投票というのは、1人の政治家に自分がどういった期待をし、イメージを描けるかが如実に表れる場である。

オバマはすでにアメリカの行政の長として4年弱、職務にたずさわってきたので、有権者は今後の4年間をイメージしやすい。4年前に比べると、「チェンジはいったいどこへいった」とか「財政赤字は増大しつづけ、経済は依然として復調していない」という批判もある。来年早々には「財政の崖」といわれる大幅増税と歳出削減が実施される可能性もあり、不況への再突入も取り沙汰されている。

ただ先日、ロムニーが低所得者や中流層を軽視する「本音を語ったビデオ」が流出したことで、共和党の人間でさえも彼が大統領になった時のイメージを悪化させてしまった。

以来、オバマ対ロムニーの支持率は2ヵ月前の僅差から、オバマが5%ほどリードする状況に変わった。ここからロムニーが挽回することは多難である。

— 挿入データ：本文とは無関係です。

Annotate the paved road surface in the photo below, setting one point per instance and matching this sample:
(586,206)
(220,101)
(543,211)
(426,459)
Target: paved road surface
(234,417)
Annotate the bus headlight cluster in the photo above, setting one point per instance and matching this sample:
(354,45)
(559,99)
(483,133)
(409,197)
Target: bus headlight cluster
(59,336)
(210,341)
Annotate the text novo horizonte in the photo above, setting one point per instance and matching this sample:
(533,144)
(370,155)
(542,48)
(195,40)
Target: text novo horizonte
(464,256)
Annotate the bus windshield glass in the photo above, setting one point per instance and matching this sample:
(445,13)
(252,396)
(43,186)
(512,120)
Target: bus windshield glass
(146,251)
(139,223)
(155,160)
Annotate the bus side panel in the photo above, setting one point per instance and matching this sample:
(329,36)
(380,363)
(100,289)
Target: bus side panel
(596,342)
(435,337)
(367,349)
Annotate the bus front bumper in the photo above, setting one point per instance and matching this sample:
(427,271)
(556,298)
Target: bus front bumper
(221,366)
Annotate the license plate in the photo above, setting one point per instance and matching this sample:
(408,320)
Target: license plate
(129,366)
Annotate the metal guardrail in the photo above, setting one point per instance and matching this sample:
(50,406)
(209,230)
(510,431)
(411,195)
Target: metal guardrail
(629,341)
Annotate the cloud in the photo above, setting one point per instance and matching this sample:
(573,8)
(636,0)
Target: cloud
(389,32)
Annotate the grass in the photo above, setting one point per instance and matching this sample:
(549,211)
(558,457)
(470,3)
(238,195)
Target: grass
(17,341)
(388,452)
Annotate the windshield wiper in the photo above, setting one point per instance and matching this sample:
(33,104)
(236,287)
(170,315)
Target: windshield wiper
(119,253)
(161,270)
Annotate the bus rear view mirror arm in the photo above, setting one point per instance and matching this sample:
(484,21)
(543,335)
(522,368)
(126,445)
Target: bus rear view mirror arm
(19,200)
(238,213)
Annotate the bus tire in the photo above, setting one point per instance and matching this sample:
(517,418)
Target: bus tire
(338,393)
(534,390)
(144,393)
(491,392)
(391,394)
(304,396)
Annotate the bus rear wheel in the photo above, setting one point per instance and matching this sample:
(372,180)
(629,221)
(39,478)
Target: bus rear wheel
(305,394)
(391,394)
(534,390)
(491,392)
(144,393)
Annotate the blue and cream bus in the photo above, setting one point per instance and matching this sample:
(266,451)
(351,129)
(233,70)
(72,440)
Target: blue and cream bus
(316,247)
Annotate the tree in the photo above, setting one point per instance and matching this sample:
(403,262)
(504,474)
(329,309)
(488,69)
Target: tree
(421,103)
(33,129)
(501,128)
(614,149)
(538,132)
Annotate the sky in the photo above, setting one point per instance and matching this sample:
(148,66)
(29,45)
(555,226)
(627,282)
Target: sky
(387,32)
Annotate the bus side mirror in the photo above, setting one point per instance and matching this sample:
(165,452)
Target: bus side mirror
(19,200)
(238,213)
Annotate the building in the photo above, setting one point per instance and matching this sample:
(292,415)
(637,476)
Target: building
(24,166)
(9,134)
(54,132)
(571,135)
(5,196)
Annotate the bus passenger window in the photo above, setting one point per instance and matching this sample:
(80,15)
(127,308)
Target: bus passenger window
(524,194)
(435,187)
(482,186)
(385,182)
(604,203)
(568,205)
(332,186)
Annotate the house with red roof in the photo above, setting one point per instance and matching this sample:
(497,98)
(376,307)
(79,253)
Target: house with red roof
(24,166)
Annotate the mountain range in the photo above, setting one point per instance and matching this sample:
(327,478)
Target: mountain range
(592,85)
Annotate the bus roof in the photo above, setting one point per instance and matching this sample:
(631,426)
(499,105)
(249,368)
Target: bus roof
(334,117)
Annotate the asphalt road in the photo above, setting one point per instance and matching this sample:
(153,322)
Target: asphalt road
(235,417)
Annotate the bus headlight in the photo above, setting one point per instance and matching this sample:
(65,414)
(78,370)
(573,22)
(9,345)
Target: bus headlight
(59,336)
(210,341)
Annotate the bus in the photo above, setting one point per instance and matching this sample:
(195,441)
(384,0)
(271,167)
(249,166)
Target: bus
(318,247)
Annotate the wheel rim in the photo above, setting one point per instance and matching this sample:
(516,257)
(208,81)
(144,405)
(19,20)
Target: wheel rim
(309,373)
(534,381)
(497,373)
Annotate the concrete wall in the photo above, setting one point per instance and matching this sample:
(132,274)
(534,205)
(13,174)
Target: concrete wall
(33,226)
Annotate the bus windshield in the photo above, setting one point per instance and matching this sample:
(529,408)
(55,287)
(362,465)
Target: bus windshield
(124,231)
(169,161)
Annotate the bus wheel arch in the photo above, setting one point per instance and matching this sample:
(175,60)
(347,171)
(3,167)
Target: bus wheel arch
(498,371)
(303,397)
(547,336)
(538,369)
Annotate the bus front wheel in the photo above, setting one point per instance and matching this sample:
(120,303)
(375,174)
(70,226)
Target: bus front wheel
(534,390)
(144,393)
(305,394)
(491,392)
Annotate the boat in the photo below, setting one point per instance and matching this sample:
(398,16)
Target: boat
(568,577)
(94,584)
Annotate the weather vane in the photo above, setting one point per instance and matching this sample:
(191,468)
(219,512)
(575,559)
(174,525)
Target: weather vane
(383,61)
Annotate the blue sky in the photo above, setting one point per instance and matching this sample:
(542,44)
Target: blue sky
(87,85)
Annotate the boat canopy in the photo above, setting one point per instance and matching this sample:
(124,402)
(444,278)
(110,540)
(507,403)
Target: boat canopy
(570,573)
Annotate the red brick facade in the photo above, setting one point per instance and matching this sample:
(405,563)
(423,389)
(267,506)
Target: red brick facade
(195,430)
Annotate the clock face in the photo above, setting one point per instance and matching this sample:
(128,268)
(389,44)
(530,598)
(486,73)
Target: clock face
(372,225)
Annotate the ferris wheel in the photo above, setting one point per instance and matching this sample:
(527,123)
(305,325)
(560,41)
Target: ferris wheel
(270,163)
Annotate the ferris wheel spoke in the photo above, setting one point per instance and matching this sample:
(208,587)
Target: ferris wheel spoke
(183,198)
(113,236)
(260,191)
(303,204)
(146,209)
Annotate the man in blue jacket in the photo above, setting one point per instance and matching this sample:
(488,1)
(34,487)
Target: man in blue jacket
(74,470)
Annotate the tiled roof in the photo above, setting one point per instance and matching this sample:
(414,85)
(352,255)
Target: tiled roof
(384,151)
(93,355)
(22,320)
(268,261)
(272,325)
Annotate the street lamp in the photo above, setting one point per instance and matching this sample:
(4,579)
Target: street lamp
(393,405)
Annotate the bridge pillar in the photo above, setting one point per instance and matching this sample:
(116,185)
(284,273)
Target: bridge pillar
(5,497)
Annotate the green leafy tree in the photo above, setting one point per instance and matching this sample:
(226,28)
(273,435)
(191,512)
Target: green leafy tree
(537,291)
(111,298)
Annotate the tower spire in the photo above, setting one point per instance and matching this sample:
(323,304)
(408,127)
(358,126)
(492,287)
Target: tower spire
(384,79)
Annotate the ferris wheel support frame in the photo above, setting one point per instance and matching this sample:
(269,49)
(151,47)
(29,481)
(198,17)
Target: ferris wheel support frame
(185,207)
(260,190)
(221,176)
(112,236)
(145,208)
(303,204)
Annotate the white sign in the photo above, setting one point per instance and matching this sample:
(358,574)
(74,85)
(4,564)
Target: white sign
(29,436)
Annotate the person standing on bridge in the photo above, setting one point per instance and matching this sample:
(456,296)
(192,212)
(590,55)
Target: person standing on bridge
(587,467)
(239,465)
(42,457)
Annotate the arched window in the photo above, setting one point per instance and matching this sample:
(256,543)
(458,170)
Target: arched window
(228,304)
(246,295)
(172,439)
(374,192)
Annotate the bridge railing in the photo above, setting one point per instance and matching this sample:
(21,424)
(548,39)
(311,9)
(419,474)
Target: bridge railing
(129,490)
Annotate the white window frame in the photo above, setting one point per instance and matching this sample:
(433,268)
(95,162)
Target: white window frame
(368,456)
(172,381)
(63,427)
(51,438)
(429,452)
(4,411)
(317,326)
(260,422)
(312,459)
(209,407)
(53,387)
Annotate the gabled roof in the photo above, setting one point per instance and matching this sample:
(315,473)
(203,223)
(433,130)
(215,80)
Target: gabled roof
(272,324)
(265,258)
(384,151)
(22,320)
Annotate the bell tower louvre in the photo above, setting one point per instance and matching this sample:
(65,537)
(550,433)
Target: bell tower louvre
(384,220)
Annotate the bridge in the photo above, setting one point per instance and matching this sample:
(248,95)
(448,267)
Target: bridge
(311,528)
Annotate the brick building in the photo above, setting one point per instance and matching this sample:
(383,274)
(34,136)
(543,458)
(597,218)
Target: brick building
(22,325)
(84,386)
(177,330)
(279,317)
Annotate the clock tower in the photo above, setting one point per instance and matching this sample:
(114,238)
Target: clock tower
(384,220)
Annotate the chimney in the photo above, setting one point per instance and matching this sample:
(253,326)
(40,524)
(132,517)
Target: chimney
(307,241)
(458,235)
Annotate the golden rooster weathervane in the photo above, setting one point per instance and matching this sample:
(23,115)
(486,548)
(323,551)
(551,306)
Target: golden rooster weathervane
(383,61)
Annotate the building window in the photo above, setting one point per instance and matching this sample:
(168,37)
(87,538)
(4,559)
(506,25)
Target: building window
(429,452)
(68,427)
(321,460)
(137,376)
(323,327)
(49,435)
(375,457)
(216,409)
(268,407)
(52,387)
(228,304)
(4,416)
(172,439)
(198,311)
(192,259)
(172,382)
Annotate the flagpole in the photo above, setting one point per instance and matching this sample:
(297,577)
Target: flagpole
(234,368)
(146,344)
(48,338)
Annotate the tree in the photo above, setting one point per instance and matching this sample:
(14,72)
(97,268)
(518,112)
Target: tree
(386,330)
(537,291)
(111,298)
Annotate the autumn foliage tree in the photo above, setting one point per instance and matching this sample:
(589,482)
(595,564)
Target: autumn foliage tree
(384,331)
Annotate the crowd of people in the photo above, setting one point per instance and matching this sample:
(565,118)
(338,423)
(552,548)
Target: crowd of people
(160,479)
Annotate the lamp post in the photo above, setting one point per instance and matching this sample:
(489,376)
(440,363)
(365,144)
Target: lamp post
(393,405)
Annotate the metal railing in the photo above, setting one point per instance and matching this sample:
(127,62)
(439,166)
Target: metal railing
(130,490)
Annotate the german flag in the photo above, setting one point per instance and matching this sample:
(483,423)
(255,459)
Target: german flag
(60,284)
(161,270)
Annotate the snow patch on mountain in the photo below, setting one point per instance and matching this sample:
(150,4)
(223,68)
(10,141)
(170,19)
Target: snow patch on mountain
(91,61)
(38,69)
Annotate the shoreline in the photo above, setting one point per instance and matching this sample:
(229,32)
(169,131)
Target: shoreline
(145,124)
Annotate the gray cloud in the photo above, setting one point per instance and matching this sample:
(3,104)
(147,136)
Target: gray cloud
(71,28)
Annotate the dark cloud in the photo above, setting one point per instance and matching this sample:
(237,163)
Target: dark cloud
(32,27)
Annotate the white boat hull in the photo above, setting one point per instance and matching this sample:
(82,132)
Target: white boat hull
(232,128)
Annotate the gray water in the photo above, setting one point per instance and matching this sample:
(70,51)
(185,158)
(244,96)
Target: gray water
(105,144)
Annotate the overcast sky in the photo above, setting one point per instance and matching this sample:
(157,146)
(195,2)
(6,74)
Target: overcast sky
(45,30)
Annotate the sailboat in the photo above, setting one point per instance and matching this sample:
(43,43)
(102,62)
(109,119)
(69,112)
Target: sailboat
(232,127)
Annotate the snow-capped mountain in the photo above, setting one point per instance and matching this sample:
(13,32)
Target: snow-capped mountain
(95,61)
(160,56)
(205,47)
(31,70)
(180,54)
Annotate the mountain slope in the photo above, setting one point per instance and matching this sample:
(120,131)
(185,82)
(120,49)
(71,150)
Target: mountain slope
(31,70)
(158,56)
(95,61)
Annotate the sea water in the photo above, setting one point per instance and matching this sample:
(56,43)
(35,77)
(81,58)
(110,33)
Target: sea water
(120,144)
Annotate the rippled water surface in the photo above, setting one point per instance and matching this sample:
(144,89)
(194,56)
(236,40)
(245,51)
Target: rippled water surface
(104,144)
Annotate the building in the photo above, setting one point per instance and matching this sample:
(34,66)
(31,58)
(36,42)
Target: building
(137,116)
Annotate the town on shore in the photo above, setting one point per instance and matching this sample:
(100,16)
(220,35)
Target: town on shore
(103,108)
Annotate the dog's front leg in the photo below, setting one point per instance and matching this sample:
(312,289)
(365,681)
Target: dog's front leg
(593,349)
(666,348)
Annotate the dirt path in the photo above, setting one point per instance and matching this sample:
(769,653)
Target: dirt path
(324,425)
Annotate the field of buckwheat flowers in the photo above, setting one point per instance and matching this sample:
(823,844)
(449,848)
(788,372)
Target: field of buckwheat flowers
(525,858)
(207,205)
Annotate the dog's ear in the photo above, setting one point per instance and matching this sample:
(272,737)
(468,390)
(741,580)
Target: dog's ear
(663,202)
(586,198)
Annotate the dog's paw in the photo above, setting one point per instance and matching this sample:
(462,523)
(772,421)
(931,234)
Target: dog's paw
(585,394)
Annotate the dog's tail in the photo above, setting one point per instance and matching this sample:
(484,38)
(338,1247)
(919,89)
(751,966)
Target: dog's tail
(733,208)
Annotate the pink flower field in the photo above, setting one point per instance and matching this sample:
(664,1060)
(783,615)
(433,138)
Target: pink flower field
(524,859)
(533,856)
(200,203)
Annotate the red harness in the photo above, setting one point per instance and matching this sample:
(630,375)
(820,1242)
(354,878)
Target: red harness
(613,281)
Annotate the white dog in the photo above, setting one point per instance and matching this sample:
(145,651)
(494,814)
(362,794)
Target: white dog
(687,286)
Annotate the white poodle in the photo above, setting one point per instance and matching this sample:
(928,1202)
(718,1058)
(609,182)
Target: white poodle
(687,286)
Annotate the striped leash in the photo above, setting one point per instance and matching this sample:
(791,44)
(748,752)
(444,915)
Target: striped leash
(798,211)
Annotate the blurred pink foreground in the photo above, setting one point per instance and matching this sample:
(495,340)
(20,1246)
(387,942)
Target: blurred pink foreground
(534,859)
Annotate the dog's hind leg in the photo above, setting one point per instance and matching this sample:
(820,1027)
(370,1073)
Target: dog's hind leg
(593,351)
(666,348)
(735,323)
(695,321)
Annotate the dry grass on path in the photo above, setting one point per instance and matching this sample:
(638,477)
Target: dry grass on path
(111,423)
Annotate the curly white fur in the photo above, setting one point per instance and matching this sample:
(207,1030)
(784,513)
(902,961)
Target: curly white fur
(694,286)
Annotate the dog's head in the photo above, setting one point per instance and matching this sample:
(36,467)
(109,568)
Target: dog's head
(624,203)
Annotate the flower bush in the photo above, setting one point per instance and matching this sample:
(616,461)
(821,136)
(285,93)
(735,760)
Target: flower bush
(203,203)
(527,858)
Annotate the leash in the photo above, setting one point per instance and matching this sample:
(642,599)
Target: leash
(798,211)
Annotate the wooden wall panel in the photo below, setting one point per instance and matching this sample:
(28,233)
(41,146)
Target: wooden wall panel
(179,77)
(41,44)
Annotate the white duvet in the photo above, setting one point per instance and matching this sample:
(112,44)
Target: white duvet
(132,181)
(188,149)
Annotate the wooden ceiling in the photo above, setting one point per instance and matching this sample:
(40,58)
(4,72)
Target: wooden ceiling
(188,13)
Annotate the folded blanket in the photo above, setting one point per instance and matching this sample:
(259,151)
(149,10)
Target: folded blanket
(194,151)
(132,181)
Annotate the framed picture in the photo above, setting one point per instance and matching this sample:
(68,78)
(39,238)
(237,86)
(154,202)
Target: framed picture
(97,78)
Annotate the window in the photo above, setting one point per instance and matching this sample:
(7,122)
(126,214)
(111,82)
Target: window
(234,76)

いまロムニー陣営が狙うのは10月3日にコロラド州デンバーで行われるオバマとの初の直接対決(討論会)である。だが、過去10年以上、討論会で支持率を回復することは少なくなっている。1960年のケネディ対ニクソンのテレビ討論時代とは違う。

というのも、インターネットの発達で有権者に流れる情報量が以前とでは比較にならないくらい増えたからだ。テレビ討論を観てどちらの候補を選ぶかを決める人は少ない。すでに支持候補を心に宿す人がほとんどだ。

ナマ番組のテレビ討論は候補者の政策や言い分の確認をする場になってきている。

となると、ロムニーが新たな追い風を背に受けることはあまり期待できない。昨夏から述べているように(オバマ対ロムニー )、オバマ有利で(再びオバマ対ロムニー )選挙当日を迎えるはずだ。(敬称略)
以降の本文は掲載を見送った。